L’alternativa è quella del trasferimento di sede (articolo 136 R.O.) che per le società professionistiche è comunque regolamentato in maniera diversa rispetto a quelle non professionistiche.
E’ l’istituto che nel corso dell’estate 2013 ha permesso lo spostamento di Bologna sponda Biancoblù a Napoli e di Scafati a Trapani; ma per per la serie A - secondo le DOA del Settore Professionistico (http://www.fip.it/public/statuto/doaok_.pdf) - “solo una società ammessa alla Lega Basket e partecipante alla serie A può ottenere il trasferimento di sede” attraverso una istanza al presidente di Lega Basket “per mancanza di un campo di gioco o poter svolgere attività promozionale” (riservata ai capoluoghi di provincia o regione). E’ la procedura che utilizzò Rieti per lo spostamento a Napoli nell’estate del 2009, soggetta comunque alla ratifica della Fip ed al verdetto inappellabile dell’assemblea delle associate in caso di diniego in prima istanza.
In nessun altro modo è possibile muovere un titolo sportivo professionistico, mentre per l’attività al di sotto della serie A il trasferimento di sede è soggetto all’approvazione del consiglio federale con una serie di vincoli (impossibile trasferire la sede in un comune dove esiste già una squadra iscritta allo stesso campionato - comma 4 - e trasferire la sede in un comune dove esiste la sede di un club dove è stata dichiarata la morosità dal consiglio federale o vi sia stata la sede di una società non riaffiliata per morosità negli ultimi tre anni, commi 8 e 9).

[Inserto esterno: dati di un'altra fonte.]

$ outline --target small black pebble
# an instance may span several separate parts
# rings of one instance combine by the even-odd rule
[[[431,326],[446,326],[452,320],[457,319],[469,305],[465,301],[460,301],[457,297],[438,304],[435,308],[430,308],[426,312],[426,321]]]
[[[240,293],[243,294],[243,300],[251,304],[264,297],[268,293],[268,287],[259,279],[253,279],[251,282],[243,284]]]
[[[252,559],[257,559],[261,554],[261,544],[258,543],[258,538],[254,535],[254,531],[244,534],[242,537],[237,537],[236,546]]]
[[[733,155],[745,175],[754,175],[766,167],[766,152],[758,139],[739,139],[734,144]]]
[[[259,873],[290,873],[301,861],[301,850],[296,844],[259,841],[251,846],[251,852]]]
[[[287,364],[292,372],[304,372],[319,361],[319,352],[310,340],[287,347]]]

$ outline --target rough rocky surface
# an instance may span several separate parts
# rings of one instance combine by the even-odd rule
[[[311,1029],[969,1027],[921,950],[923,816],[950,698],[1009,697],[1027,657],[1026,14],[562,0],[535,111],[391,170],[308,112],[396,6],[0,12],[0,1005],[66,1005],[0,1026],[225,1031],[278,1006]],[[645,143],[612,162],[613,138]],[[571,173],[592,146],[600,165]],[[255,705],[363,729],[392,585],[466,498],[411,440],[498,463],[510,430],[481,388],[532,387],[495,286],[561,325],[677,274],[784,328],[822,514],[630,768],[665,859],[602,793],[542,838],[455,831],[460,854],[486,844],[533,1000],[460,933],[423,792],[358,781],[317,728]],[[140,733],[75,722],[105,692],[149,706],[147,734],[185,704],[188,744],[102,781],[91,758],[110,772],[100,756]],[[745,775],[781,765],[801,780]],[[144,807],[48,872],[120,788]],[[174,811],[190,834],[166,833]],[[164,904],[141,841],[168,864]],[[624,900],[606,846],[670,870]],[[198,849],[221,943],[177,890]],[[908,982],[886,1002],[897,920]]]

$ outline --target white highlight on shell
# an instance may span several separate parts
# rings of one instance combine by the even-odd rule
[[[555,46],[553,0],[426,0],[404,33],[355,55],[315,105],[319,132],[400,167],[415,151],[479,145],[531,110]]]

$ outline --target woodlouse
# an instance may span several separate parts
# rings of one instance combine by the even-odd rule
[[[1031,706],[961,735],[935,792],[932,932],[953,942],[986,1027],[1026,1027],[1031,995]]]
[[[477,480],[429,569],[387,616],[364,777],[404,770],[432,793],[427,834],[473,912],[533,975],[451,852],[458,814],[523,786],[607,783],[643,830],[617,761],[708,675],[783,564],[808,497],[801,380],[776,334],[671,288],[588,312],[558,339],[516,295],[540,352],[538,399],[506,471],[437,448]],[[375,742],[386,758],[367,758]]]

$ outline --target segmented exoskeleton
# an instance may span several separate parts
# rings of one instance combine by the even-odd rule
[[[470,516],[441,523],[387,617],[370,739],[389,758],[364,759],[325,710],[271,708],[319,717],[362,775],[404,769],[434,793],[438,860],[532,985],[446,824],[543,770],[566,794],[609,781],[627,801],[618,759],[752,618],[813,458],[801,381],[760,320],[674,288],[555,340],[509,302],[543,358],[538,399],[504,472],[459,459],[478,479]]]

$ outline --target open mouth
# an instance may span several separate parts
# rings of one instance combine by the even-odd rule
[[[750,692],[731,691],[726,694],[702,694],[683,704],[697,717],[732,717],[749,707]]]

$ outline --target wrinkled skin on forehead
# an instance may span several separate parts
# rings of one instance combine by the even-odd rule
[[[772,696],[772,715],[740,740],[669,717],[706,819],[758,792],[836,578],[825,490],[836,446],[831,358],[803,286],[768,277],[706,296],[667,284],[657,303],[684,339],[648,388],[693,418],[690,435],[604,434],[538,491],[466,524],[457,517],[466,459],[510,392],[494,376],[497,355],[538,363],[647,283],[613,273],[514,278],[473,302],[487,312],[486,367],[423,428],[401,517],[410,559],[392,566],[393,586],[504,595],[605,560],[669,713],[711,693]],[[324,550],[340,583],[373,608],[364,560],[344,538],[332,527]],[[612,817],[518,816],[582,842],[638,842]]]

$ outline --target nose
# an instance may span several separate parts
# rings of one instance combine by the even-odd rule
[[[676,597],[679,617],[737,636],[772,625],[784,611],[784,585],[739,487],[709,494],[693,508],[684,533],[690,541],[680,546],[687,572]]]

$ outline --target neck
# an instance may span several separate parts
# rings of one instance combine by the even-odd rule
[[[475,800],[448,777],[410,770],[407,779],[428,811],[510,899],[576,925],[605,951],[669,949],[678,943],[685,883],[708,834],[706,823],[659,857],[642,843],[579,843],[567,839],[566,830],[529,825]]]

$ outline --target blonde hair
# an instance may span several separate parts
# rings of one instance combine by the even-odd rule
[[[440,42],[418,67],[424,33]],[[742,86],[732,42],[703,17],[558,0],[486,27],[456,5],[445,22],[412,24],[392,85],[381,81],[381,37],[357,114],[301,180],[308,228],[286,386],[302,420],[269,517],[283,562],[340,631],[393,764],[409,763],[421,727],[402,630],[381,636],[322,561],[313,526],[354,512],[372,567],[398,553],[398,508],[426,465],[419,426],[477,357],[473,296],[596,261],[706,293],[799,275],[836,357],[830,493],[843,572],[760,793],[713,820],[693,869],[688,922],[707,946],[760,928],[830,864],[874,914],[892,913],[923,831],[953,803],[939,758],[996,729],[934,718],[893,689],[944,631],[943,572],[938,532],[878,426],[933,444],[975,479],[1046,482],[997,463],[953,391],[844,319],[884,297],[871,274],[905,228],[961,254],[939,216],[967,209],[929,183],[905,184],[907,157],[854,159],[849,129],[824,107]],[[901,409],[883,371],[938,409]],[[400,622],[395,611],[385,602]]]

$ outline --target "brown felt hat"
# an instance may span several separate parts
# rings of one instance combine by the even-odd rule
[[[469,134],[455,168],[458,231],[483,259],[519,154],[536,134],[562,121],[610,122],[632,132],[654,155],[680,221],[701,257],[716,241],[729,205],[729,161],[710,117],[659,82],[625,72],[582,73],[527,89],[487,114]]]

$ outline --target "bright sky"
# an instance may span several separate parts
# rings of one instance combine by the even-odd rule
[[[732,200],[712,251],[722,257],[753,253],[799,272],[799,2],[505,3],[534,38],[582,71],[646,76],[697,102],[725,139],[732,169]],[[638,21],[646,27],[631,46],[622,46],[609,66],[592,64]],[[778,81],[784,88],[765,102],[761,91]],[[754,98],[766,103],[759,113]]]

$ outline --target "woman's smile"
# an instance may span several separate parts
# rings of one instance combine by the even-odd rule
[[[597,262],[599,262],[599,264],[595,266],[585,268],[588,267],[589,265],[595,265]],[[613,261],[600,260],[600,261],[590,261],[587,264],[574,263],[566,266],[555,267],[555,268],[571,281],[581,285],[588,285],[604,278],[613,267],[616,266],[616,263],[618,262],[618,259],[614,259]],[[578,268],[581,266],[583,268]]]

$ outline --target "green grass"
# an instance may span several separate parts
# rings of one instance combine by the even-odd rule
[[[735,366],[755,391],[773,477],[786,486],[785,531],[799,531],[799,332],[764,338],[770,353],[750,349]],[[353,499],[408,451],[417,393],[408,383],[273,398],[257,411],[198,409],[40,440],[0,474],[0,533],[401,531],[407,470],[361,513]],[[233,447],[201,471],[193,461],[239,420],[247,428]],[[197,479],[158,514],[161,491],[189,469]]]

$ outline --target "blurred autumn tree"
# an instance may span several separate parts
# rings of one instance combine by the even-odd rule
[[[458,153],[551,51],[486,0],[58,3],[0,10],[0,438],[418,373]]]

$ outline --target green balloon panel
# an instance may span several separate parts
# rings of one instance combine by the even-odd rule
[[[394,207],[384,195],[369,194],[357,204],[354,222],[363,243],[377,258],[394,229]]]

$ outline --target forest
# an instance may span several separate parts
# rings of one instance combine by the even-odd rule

Il regolamento Fip non prevede invece la modalità della cosiddetta “cessione del ramo di azienda” disposto dal codice civile: l’istituto della scissione tra attività senior e giovanile di società (ex articolo 135 comma Ter), possibile comunque solo per società non professonistiche, è stato abrogato dal consiglio federale del settembre 2012 (tra le ultime ad averne approfittato nell’estate dello scorso anno fu l’Affrico Firenze per l’acquisto del titolo di DNB da Fossombrone). L’unico invervento consentito, lasciato nella facoltà del Consiglio Federale nel disposto del regolamento esecutivo gare (http://www.fip.it/public/statuto/regare_2013_2014_.pdf) è quello disposto all’articolo 5 comma 2 (“Il Consiglio federale ha la facoltà di ammettere una Società sportiva ad un Campionato non professionistico anche in aggiunta all’organico deliberato nell’ordinamento e rispetto ad eventuali squadre riserva” e 3 (Il Consiglio federale delibera, sentita la Lega di competenza, su un’eventuale istanza di ammissione ad un Campionato nazionale non professionistico, di Società a cui siano state riconosciute particolari finalità, per la promozione e lo sviluppo della pallacanestro e per la realizzazione di significativi scopi sociali”).
Sostanzialmente quanto accaduto nel corso dell’estate per assegnare a tavolino un titolo di DNB al Treviso Basket ed alla rinata Fortitudo Bologna, società comunque già affiliate da almeno un anno alla Fip.